The VA has been in the national news a lot lately. Last week, the federal government disclosed that 42 VA facilities across the country were being investigated for “manipulation” of waiting lists. The VA Medical Center in White River Junction is not among the facilities under investigation and has a reputation for providing stellar care.
But everything Noonan saw and read in the national news got him to thinking about how the VA benefits office — his company’s neighbor — interacts with local veterans. Or doesn’t. Since late 2012, Noonan and his employees have had a front row seat to the VA’s dealings with service-disabled veterans. Sometimes, veterans looking to acquire VA benefits wander into Marker-Volkl’s offices by mistake. “They see the cubicles and think we’re the VA,” said Rose Marie Gillespie, who works in customer service.
They’ve heard stories from veterans about getting bounced between the VA in White River Junction and the benefits office in Lebanon. A woman, who said she had driven more than hour, arrived at the benefits office one day but couldn’t find anyone to help her. She didn’t believe that Marker-Volkl was in the ski business and not part of the VA.“She was upset and really frustrated,” said Karen Barden, another customer service representative.
On the Friday before Memorial Day weekend, Noonan decided to visit the VA benefits office downstairs. He wanted to get to the bottom of the missing grill, but he was also curious about why so many distressed veterans were showing up at his company’s door.
A security guard, armed with a .40-caliber Glock handgun, was stationed at the entrance. After giving his reason for stopping by, Noonan asked to see the person in charge. “Would you like to make an appointment for next Thursday?” the VA receptionist replied.
Noonan hoped to settle the matter sooner rather than later. After going behind a locked door, which she opened by punching a code into a keypad, the receptionist returned with a VA phone number in Manchester for him to call.
Back in his office, Noonan made the call. The person in Manchester informed him that he needed to call a VA administrator in Boston. He did.
“Are you an attorney?” asked the receptionist in Boston. Noonan left his number, but a week later, still hadn’t heard back.
He also called me. Partly, I think, to vent. “Is this what veterans looking for help have to go through? The bureaucracy is ridiculous,” he said. “I feel bad for our veterans. It must be terribly frustrating.”
On Wednesday, I drove over to the benefits office. The security guard and receptionist were friendly enough when I inquired about the missing grill, but couldn’t offer much help. Twice, the receptionist went behind the locked door to find someone I could talk with.
While I waited, a delivery woman came in with a large pizza and liter bottle of cola. The security guard couldn’t find the VA employee who had placed the order. “You didn’t see a lady outside smoking did you?” he asked.
When the receptionist got back, she informed me that “our office has been told not to make a comment on that issue.”
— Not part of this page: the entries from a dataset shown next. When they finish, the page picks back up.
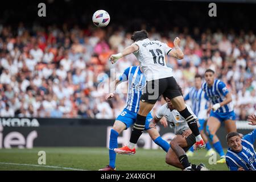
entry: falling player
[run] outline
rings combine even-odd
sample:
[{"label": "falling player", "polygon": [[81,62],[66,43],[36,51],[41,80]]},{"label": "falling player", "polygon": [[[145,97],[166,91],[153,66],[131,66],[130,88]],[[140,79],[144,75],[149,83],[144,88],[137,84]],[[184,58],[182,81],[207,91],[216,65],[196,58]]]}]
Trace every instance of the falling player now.
[{"label": "falling player", "polygon": [[162,94],[171,100],[177,110],[185,118],[189,128],[196,136],[196,147],[204,147],[205,145],[199,133],[195,118],[187,108],[173,77],[172,69],[167,67],[165,60],[165,54],[179,59],[183,58],[183,53],[179,47],[180,39],[175,38],[174,48],[159,41],[150,40],[145,30],[135,32],[131,39],[134,43],[125,48],[121,53],[111,55],[110,61],[113,64],[122,56],[133,53],[146,75],[147,83],[141,97],[139,111],[130,142],[127,146],[115,148],[114,151],[121,154],[135,153],[135,144],[145,127],[146,116],[152,110],[159,97]]},{"label": "falling player", "polygon": [[[180,92],[181,93],[181,89]],[[153,125],[156,125],[162,117],[165,117],[170,126],[174,129],[174,133],[176,135],[170,143],[171,148],[166,154],[166,162],[184,171],[208,170],[203,164],[196,166],[189,162],[186,152],[196,143],[196,138],[189,129],[185,119],[175,109],[171,100],[168,98],[165,98],[165,100],[167,103],[162,105],[157,111],[151,122]],[[186,106],[189,111],[193,113],[190,107],[187,105]],[[193,115],[197,121],[196,116],[193,114]],[[167,123],[165,125],[167,125]]]},{"label": "falling player", "polygon": [[207,69],[205,73],[205,82],[203,89],[212,106],[208,109],[210,118],[207,121],[207,133],[213,147],[221,156],[217,163],[225,163],[225,154],[216,132],[224,122],[227,133],[236,132],[236,115],[233,109],[232,98],[225,84],[215,78],[214,72]]},{"label": "falling player", "polygon": [[[130,127],[136,121],[136,116],[139,110],[139,98],[142,89],[146,85],[146,77],[142,73],[139,66],[131,67],[125,69],[122,77],[115,80],[115,86],[121,82],[126,81],[129,82],[126,106],[120,115],[117,117],[110,131],[109,164],[100,171],[115,170],[116,154],[113,149],[117,147],[117,137],[122,131]],[[106,98],[110,99],[113,96],[113,93],[110,93]],[[149,134],[153,141],[167,152],[170,148],[169,144],[160,136],[156,129],[149,127],[152,118],[151,113],[148,113],[146,121],[145,130]]]},{"label": "falling player", "polygon": [[[215,151],[210,146],[207,136],[205,135],[204,129],[205,122],[207,121],[207,96],[201,88],[202,77],[199,75],[195,77],[195,86],[189,89],[188,93],[184,97],[185,101],[189,100],[192,103],[192,109],[195,114],[199,118],[200,124],[199,131],[205,143],[207,153],[206,156],[214,154]],[[187,152],[188,156],[193,155],[194,149],[191,147]]]},{"label": "falling player", "polygon": [[[256,115],[248,117],[249,125],[256,126]],[[256,171],[256,152],[253,144],[256,139],[256,130],[246,135],[242,139],[237,132],[226,135],[228,149],[226,163],[230,171]]]}]

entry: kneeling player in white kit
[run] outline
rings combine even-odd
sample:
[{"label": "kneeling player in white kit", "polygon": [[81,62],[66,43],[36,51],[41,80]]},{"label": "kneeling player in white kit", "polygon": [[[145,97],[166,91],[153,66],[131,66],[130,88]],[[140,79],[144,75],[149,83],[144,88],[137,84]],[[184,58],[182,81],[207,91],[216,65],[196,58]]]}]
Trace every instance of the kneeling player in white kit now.
[{"label": "kneeling player in white kit", "polygon": [[146,116],[162,94],[172,101],[177,110],[185,119],[196,136],[196,148],[204,148],[205,144],[199,133],[195,118],[185,105],[173,76],[172,69],[166,65],[165,55],[179,59],[183,59],[183,53],[179,46],[180,39],[176,38],[174,41],[174,48],[159,41],[150,40],[145,30],[135,32],[131,39],[134,42],[133,44],[121,53],[111,55],[110,60],[112,63],[114,63],[122,56],[134,53],[146,75],[147,83],[141,97],[139,109],[130,142],[127,146],[115,148],[114,151],[120,154],[135,154],[135,144],[144,129]]},{"label": "kneeling player in white kit", "polygon": [[[166,162],[171,166],[185,171],[208,171],[204,164],[199,164],[196,166],[189,162],[186,152],[196,143],[196,138],[184,118],[179,111],[175,109],[171,100],[164,98],[167,103],[164,104],[157,111],[156,115],[151,121],[150,126],[155,126],[163,117],[166,118],[171,127],[174,128],[176,136],[170,143],[171,148],[166,156]],[[188,110],[193,113],[191,109],[187,105]],[[196,116],[193,113],[194,117],[198,121]],[[163,121],[166,122],[166,121]],[[163,123],[167,126],[167,123]]]}]

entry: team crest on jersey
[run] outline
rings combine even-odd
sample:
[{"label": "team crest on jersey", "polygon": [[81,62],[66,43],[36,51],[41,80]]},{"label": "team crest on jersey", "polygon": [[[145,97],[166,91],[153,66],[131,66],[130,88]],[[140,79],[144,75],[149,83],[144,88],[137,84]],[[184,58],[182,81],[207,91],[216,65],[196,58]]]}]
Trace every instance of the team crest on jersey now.
[{"label": "team crest on jersey", "polygon": [[137,90],[143,90],[143,88],[145,87],[145,85],[142,85],[142,84],[136,84],[135,85],[134,83],[133,83],[131,85],[131,86],[133,89],[135,89]]},{"label": "team crest on jersey", "polygon": [[228,88],[225,86],[225,87],[224,87],[223,89],[222,89],[222,91],[223,91],[223,92],[226,92],[226,91],[228,91]]}]

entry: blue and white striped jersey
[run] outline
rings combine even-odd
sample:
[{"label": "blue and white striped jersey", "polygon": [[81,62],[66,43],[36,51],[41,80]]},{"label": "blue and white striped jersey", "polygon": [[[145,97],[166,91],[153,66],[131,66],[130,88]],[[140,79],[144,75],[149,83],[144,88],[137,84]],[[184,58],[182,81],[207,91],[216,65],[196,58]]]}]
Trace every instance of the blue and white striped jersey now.
[{"label": "blue and white striped jersey", "polygon": [[246,171],[256,170],[256,153],[253,143],[256,139],[256,130],[247,134],[242,139],[243,148],[240,152],[228,149],[226,155],[226,163],[230,171],[237,171],[242,167]]},{"label": "blue and white striped jersey", "polygon": [[201,88],[197,90],[192,87],[184,98],[185,101],[189,100],[192,103],[192,109],[199,119],[207,119],[207,96]]},{"label": "blue and white striped jersey", "polygon": [[[204,82],[202,86],[203,90],[212,105],[222,102],[226,95],[229,93],[229,90],[226,87],[226,85],[218,79],[215,79],[213,85],[209,86],[207,82]],[[216,113],[227,113],[233,110],[232,102],[224,105],[216,111]]]},{"label": "blue and white striped jersey", "polygon": [[131,111],[137,113],[139,110],[139,99],[142,89],[146,86],[146,77],[139,69],[139,66],[131,67],[125,70],[122,81],[128,81],[129,87],[125,108]]}]

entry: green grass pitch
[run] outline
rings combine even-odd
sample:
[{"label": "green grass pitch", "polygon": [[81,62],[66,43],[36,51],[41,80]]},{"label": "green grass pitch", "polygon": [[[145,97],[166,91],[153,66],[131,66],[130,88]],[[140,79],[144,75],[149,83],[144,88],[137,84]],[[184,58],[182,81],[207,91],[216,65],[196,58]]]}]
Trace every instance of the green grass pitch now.
[{"label": "green grass pitch", "polygon": [[[46,154],[46,164],[38,164],[39,151]],[[104,147],[35,147],[33,149],[0,149],[0,170],[93,170],[108,164],[109,151]],[[228,170],[226,164],[210,165],[206,150],[196,151],[192,163],[204,163],[210,170]],[[133,156],[117,155],[117,169],[120,171],[180,170],[165,163],[162,150],[138,149]],[[218,156],[217,156],[217,160]]]}]

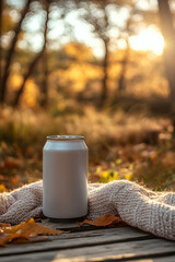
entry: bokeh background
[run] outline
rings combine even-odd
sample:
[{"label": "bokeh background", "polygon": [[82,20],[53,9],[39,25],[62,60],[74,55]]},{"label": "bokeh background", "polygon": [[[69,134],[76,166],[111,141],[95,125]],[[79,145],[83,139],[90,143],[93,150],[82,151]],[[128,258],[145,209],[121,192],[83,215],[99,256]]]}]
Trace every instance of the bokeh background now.
[{"label": "bokeh background", "polygon": [[81,134],[90,182],[175,189],[175,1],[0,1],[0,192]]}]

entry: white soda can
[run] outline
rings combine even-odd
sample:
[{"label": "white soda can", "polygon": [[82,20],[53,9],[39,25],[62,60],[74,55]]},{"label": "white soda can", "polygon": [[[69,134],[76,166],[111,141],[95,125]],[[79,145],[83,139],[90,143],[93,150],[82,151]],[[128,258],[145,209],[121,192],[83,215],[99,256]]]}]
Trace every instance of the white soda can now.
[{"label": "white soda can", "polygon": [[43,213],[50,218],[86,215],[88,147],[83,136],[47,136],[43,150]]}]

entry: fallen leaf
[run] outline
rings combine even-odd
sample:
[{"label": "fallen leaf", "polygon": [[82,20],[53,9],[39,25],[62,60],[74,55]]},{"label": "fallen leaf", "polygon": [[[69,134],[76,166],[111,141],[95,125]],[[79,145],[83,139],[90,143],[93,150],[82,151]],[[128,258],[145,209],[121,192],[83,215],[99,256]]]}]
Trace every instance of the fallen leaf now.
[{"label": "fallen leaf", "polygon": [[9,227],[11,224],[0,223],[0,227]]},{"label": "fallen leaf", "polygon": [[126,226],[127,224],[119,218],[118,216],[114,216],[112,214],[106,214],[103,216],[100,216],[93,221],[84,219],[82,223],[78,223],[79,226],[82,226],[84,224],[92,225],[92,226],[100,226],[100,227],[115,227],[115,226]]},{"label": "fallen leaf", "polygon": [[28,239],[36,236],[56,236],[68,233],[38,225],[35,223],[34,218],[22,222],[20,225],[15,226],[2,226],[0,229],[0,246],[4,246],[14,239]]}]

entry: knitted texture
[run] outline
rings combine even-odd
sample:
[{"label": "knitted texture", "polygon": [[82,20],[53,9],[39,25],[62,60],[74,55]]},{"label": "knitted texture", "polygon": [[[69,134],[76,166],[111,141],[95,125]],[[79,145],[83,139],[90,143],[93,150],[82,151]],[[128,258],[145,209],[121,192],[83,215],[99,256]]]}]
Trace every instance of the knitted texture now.
[{"label": "knitted texture", "polygon": [[[128,225],[175,240],[175,193],[152,192],[127,180],[89,184],[88,218],[120,216]],[[0,223],[18,224],[42,216],[43,182],[0,194]]]}]

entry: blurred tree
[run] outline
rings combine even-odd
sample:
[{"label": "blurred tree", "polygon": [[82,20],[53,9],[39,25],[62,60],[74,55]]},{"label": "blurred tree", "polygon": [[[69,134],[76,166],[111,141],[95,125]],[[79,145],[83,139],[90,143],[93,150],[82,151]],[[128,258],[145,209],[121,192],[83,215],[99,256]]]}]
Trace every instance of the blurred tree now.
[{"label": "blurred tree", "polygon": [[14,27],[14,36],[12,38],[12,41],[11,41],[11,45],[10,45],[10,48],[9,48],[9,51],[8,51],[8,55],[7,55],[7,58],[5,58],[5,66],[4,66],[4,71],[3,71],[4,73],[3,73],[3,76],[2,76],[2,81],[1,81],[0,103],[5,102],[7,83],[8,83],[8,79],[9,79],[9,75],[10,75],[10,66],[11,66],[12,58],[13,58],[13,55],[14,55],[14,49],[15,49],[15,45],[16,45],[16,41],[18,41],[18,38],[19,38],[19,34],[21,32],[21,26],[22,26],[22,23],[23,23],[23,20],[25,17],[26,13],[28,12],[31,1],[32,0],[26,1],[26,4],[25,4],[25,7],[24,7],[24,9],[21,13],[20,21],[18,22],[18,24]]},{"label": "blurred tree", "polygon": [[164,64],[170,86],[170,102],[175,132],[175,28],[168,1],[158,0],[162,34],[165,39]]},{"label": "blurred tree", "polygon": [[1,37],[2,37],[2,1],[0,1],[0,85],[2,81],[2,44],[1,44]]},{"label": "blurred tree", "polygon": [[[47,45],[47,29],[48,29],[48,21],[49,21],[49,3],[47,1],[44,1],[45,11],[46,11],[46,20],[44,25],[44,44],[42,50],[35,56],[35,58],[32,60],[32,62],[28,66],[27,72],[25,73],[23,78],[23,82],[20,86],[20,88],[16,92],[13,107],[18,107],[20,104],[20,99],[22,97],[22,94],[24,93],[25,84],[31,74],[33,73],[37,62],[40,60],[40,58],[44,56],[44,81],[43,81],[43,88],[42,88],[42,106],[47,105],[47,93],[48,93],[48,86],[47,86],[47,76],[48,76],[48,69],[47,69],[47,53],[46,53],[46,45]],[[46,63],[46,64],[45,64]]]}]

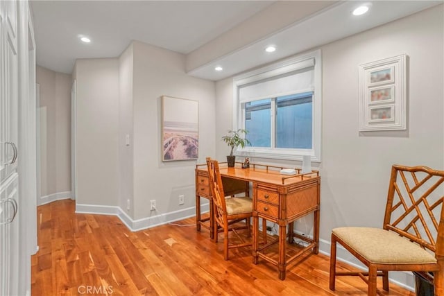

Later in the day, I received an email from Eric Rollins, a VA public affairs officer in Manchester who had a “statement” for me. “A grill which was in dilapidated condition and appeared to have been abandoned at the VA’s public entrance was relocated away from the entrance.” The grill, however “was not removed from the property.” He failed to mention where the grill might be.
I shared the VA’s response with Noonan, who assured me the grill was neither dilapidated nor abandoned. “They could have just asked us to move it,” he said.
Meanwhile, Marker-Volkl has bought a new grill, which it keeps in a storage room.
And the VA can go back to securing its facility with red tape.